陳掩被驚嚇的眉角直跳,這是說,有人頂着被曝光的風險給她們通風報信,已經有人盯上這些東西了。

不僅沒有毀掉,而且還因為通道的關閉讓一些粉末也跟了出來。

而且有人大批量複製,這是要在現實世界裏面做什麼?陳掩驚惶抬頭,姚遠和成嗔戰眉已經迅速想好了對策。

“我們畢竟不是專業人員。”成嗔閉上眼睛,一臉輕鬆。

戰眉也開口看向姚遠,“你去找組織裏面的老闆,讓他務必帶人截下來。”

姚遠一臉疑惑,“光找他……就算是組織裏面的人真的跟現實世界有了瓜葛,萬一他們的開頭沒那麼大呢?”

這可讓組織裏面的老闆怎麼行事啊?

成嗔卻眼尖,“你們看,和兩個人的指紋看起來螺旋都是相似的。”

圖片上面,兩個人指紋相似不算什麼,可是另一方卻故意換了不同的方向。

A的左手指紋能和B的右手指紋相似?姚遠一下子明白了,他伸出一根手指指着屏幕。

“這是定好的手套,可以讓人氣看起來逼真,指紋就是為了特意對付……”

陳掩恍然大悟,瞪大雙眼。“這個時候不讓老闆出面,我們四個人攔不下來。”

“這個時候好了,也給向家辦不了事了。”陳掩環着胳膊朝桌子上一坐,嘴角撇撇。

組織可以在鄉村的偏僻地方都可以辦下來基地,黑白通吃只是父親陸雷開拓過的人脈,他不想和現實世界的人打交道,於是只好交給陸雷。

可憐陸雷一邊掃着大街,一邊還要請人吃飯,幫忙緝毒部分和海關嚴防死守。

本來不需要華國出面,陸雷自己捐款兩個億,只是為了給華國做點貢獻。而且提供了有模有樣的說法,陳掩和幾個人都沒想到,陸雷是真的變了。

曾經現實世界裏面的商業大觸,歸隱當個清潔工,後來還能為了一些情報出去拋頭露面,完全把個人生死置之度外。

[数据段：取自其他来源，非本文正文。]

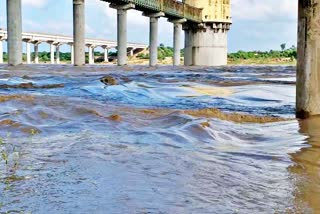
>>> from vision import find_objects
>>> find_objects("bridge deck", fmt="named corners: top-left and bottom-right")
top-left (101, 0), bottom-right (202, 23)
top-left (0, 29), bottom-right (148, 49)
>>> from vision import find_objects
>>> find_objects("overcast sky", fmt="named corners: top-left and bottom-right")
top-left (0, 0), bottom-right (298, 52)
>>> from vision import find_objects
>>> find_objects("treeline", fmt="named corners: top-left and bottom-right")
top-left (228, 45), bottom-right (297, 61)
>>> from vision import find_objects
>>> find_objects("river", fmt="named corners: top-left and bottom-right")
top-left (0, 65), bottom-right (320, 214)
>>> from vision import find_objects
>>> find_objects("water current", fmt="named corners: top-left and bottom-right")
top-left (0, 65), bottom-right (320, 214)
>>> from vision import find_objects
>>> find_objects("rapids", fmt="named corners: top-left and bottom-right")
top-left (0, 65), bottom-right (320, 214)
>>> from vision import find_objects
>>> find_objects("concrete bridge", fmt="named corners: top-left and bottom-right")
top-left (0, 0), bottom-right (320, 118)
top-left (0, 29), bottom-right (148, 64)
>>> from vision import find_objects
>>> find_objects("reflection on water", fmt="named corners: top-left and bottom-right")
top-left (289, 117), bottom-right (320, 213)
top-left (0, 65), bottom-right (320, 213)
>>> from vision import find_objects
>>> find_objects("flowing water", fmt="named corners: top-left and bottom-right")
top-left (0, 65), bottom-right (320, 213)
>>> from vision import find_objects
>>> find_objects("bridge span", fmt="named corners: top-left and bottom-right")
top-left (0, 29), bottom-right (148, 64)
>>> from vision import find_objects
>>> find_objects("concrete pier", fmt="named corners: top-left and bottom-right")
top-left (73, 0), bottom-right (86, 66)
top-left (117, 9), bottom-right (127, 66)
top-left (69, 43), bottom-right (74, 65)
top-left (88, 45), bottom-right (95, 65)
top-left (173, 23), bottom-right (182, 66)
top-left (0, 39), bottom-right (3, 64)
top-left (143, 12), bottom-right (165, 66)
top-left (184, 23), bottom-right (230, 66)
top-left (103, 47), bottom-right (109, 62)
top-left (26, 41), bottom-right (31, 64)
top-left (56, 44), bottom-right (60, 64)
top-left (7, 0), bottom-right (22, 66)
top-left (50, 43), bottom-right (54, 64)
top-left (149, 17), bottom-right (159, 66)
top-left (296, 0), bottom-right (320, 118)
top-left (169, 19), bottom-right (187, 66)
top-left (34, 43), bottom-right (40, 64)
top-left (110, 3), bottom-right (135, 66)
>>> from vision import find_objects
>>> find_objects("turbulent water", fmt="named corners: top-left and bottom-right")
top-left (0, 65), bottom-right (320, 213)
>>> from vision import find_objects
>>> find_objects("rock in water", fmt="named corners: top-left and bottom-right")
top-left (100, 76), bottom-right (118, 85)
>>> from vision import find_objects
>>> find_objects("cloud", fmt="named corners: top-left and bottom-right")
top-left (22, 0), bottom-right (48, 8)
top-left (232, 0), bottom-right (298, 22)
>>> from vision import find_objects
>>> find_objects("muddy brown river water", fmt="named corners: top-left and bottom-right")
top-left (0, 65), bottom-right (320, 214)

他們誰都知道,一旦出去和上面反應,動作下來了就會被人警覺,然後殺了或者意外。

“老闆現在怎麼樣?”四個人湊出來,抓到機會就跟組織裏面的一個成員嘀咕,那個成員自己也是一臉無奈,“我雖然給老闆辦事,但我還沒賣給他!”

瘦子這個時候來醫院給老闆銷毀病歷,他還是決定不在現實世界裏面有太多的取捨了,股份全都捐出去,回到基地裏面安心養病。

自從陸雷真的改變之後,瘦子和老闆兩個人變化也不少。

瘦子如今有了妻子和一雙兒女,基地裏面就真的不再打打殺殺。

所有人都可以在基地裏面安心過日子,誰要是不想待了,可以拿着自己的東西和文件出去找家人,雖然家人們大多也都在組織裏面當成員了,可是曾經被實驗藥品無辜慘死還有比試不過關自己被打死的。

都不少。

“那邊已經決定動手了,我還是要告訴你們,你們接下來的日子,又要東躲西藏了。”老闆坐在病床上,伸了個懶腰,“組織裏面的大權隨你們怎麼動,想要多少人都沒問題,廝殺和躲一躲都行,這不是跨越了我們組織和二十多年的內部反應,是長袍大伯在二十多年前一時之間心軟留下來的巨大禍害。到國際那一邊,有人會等你們。”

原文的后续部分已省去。